It's funny how life can completely change in the span of one day. We were fully counting on Jason extending his military contract to stay in until after the twins are born. That's not happening now. His extension didn't get approved, and as of December 1, we will be considered "civilians" again. We are scrambling. I am slightly panicking. We have to get our house moved, figure out what we want to do with the house, figure out job security, insurance (especially with twins coming soon!), and so on, so forth. In the middle of all of this, there are so many things that we are so thankful for.
- We have an amazing family who have already jumped into action planning, and helping. We are able to move in with my Daddy & Momma until we get through this transition, get a job, and are able to find something to live in. They are all jumping to figure out how to move us, and help in many ways since I'm not as spry as normal;o)
- Our babies are moving a good bit now, and I'm able to feel little flutters and bumps throughout the day. They are constantly reminding me that they are still my joy through this!
- TMO. They are the moving company for the military. They will come in and pack everything as well as move it. Ashley and Matt have so graciously let us use their large basement to store everything until we get another place, thus saving us a good bit on storage fees.
- An amazing support system, including family, friends, and a wonderful church family who are praying us through this, and putting their feelers out for job opportunities for J.
- The fact that Momma will be here Monday, and that Tuesday we will be going in to find out the genders of the twins! We are all so excited!
- And, more than anything, that our God is SO good, and always faithful. In my moments of insecurity, panic, or confusion, He is always there. We have felt in so many ways, that this was God closing the door on J's military career.
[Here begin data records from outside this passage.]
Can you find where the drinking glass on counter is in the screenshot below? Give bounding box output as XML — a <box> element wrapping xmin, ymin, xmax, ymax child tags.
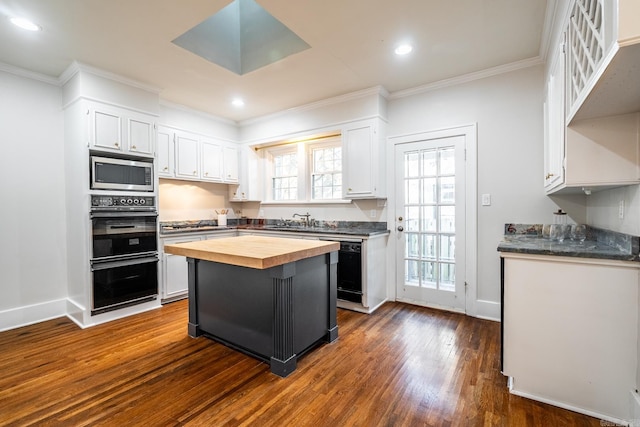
<box><xmin>571</xmin><ymin>224</ymin><xmax>587</xmax><ymax>243</ymax></box>
<box><xmin>549</xmin><ymin>224</ymin><xmax>570</xmax><ymax>242</ymax></box>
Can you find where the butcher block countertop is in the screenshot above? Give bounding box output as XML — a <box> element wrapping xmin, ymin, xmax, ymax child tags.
<box><xmin>164</xmin><ymin>236</ymin><xmax>340</xmax><ymax>270</ymax></box>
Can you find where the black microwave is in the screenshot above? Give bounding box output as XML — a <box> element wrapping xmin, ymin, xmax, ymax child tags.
<box><xmin>91</xmin><ymin>156</ymin><xmax>153</xmax><ymax>191</ymax></box>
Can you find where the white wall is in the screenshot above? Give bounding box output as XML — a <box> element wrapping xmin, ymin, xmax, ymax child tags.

We have been on the fence about it, and both of our hearts' desires are to be back home.
- With a few health scares through the pregnancy, it is comforting to think that we will be near our support soon, making it easier for them to get to us, and close by for when the babies come!
As scary as this new season in our lives is, we feel God in every part of it. There's still a lot that we don't know, but we know that God has a plan for us, and we are trusting in that.
Last week, in Walmart of all places, I decided to pass out. Well, not really decided, my body kinda forced it on me. Luckily, I had the foresight to get to the floor, and also J was with me. I had a seizure, and woke up throwing up (this is a horrifying experience, let me tell ya, throwing up in public has always been a big fear of mine, I've decided that I will probably never show my face at that particular Walmart again). After a long night in the ER, I was sent home with instructions to rest, and that this sometimes happens. Geez. But, the babies are fine, and I got an unplanned visit from Ashley. After lots of rest, and some major blood sugar monitoring (they went nuts afterwards, thanks in part to the fact that the ER staff didn't give me any of my night time meds despite asking for them), I am on the mend health wise. I'm still trying to overcome a lot of anxiety when I go anywhere, and we've decided it's not a good idea for me to go anywhere alone.
With all of this to say, I'm not doing a 2 week chalkboard update this week. I'd rather stretch it to 3 weeks and do the next one when we know the genders:) But, I wanted to post a few pictures of baby related happiness.
Jason came home from work a few weeks ago with a present. I love presents. This one made me so happy! A Willow Tree to celebrate our miracles, and an owl tea-light holder. Did I mention I love presents? Especially ones like these. He knows me really well.
I can't see my feet anymore. It happened so fast, but with them being between 4.5-5 inches each crown to rump, plus all of their "baggage", I can't say I was too surprised.
And a profile shot. They have moved up over the past 2 weeks, and I'm carrying higher now, and they have pulled to the front a lot more. I can tell too. Heartburn is so much fun. I'm also thankful for Zantac. Especially since I still love pickles, and they give me heartburn.
As I wrap this up, we are asking for all the prayers we can get. We covet them, and would appreciate them more than we could ever express. Thank you for checking in with me today, be back soon with our exciting reveal (praying they both cooperate)!
New International Version (NIV)
11 For I know the plans I have for you,” declares the Lord, “plans to prosper you and not to harm you, plans to give you hope and a future. 12 Then you will call on me and come and pray to me, and I will listen to you. 13 You will seek me and find me when you seek me with all your heart.